Magdalena Fürnkranz, Juri Giannini (Hrsg.), Yugoslav Disco. Digging into an “Excluded” Musical Culture of Late Socialism, Vol. X No. 1–2 (2024), TheMA – Open Access Research Journal for Theatre, Music, Arts, 2024.

Wenn man an die Popularmusik Jugoslawiens denkt, so werden oft Assoziationen zur viel erforschten und analysierten Rock- und Punkmusik Jugoslawiens gemacht. Diesen Genres wird ein politischer und subversiver Charakter zugeschrieben, im Gegensatz dazu wurde Discomusik als nicht-politisch und kommerziell eingestuft, weshalb ihr dementsprechend weniger Aufmerksamkeit zuteil wurde. Die Spezialausgabe des Open-Access-Journals TheMA befasst sich mit diesem verhältnismäßig wenig untersuchten Gebiet der jugoslawischen Discomusik. Die Ausgabe, herausgegeben von Magdalena Fürnkranz und Juri Giannini, umfasst drei Artikel, die sich transdisziplinär mit unterschiedlichen Facetten der jugoslawischen Discomusik und -kultur auseinandersetzen.

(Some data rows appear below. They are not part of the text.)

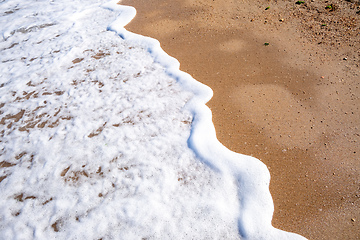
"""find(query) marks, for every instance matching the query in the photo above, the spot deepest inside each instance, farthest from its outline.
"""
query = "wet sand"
(286, 90)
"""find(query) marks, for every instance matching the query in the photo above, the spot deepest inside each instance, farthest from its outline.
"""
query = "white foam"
(106, 138)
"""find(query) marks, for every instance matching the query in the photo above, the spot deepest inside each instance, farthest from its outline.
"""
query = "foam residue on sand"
(103, 137)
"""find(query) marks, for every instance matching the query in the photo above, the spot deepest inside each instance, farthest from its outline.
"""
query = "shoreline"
(292, 103)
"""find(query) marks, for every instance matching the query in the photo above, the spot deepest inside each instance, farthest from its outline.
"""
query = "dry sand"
(293, 103)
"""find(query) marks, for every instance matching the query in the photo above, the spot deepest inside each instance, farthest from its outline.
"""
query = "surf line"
(251, 177)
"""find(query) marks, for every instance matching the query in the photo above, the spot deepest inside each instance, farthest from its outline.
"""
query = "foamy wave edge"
(251, 176)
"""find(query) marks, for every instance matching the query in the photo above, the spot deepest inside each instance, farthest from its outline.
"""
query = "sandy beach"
(285, 77)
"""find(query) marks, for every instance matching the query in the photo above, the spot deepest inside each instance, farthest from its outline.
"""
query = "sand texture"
(285, 78)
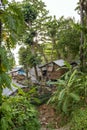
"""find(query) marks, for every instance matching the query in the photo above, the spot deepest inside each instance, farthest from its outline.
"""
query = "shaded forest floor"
(49, 119)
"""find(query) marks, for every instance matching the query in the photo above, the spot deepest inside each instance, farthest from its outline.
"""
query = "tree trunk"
(36, 72)
(82, 36)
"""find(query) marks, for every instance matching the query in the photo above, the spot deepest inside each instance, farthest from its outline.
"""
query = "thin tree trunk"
(36, 72)
(82, 36)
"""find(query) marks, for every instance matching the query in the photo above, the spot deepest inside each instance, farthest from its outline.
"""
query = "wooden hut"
(53, 70)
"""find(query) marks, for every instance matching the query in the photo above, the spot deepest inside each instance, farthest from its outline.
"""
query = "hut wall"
(56, 73)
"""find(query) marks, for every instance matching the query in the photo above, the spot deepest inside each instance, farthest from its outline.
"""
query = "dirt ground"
(49, 119)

© TheMA, Hollitzer Wissenschaftsverlag

Fürnkranz und Giannini behandeln in ihrem Beitrag Fragen von Transfer und Transformation von Discomusik zwischen West und Ost. Anhand drei verschiedener Songs untersuchen sie, wie Discomusik von Vorbildern wie Boney M. oder Donna Summer, oder aber auch dem Musical Hair, von jugoslawischen Gruppen verarbeitet und verwandelt wird. Der zweite Artikel, von Adriana Sabo, umfasst eine spannende Auseinandersetzung mit der Produktion von Sexualität und Femininität in der jugoslawischen Discoszene, anhand des Beispiels der Band Lokice. Die Art der Produktion und Darstellung von femininer Körperlichkeit und Heterosexualität oder „Heterosexiness“ durch Lokice folgt einer Norm des damals akzeptierten Körperbildes im Musikmarkt und perpetuiert diese. Sabo zeigt in ihrem Artikel auf, wie der weibliche Körper in der jugoslawischen Discokultur wahrgenommen wird. Im dritten Beitrag befasst sich Tanja Petrović kritisch mit dem Konzept von Nostalgie für den Sozialismus in Jugoslawien, der „Yugonostalgia“. Petrović untersucht, wie Yugonostalgia-Fragmente der sozialistischen Vergangenheit selektiert werden und appeliert an eine reflektiertere Auseinandersetzung mit dieser Form der Nostalgie. Neben den drei Aufsätzen enthält diese Spezialausgabe außerdem zwei Interviews mit wichtigen Personen der Discoszene, geführt von Marko Zubak.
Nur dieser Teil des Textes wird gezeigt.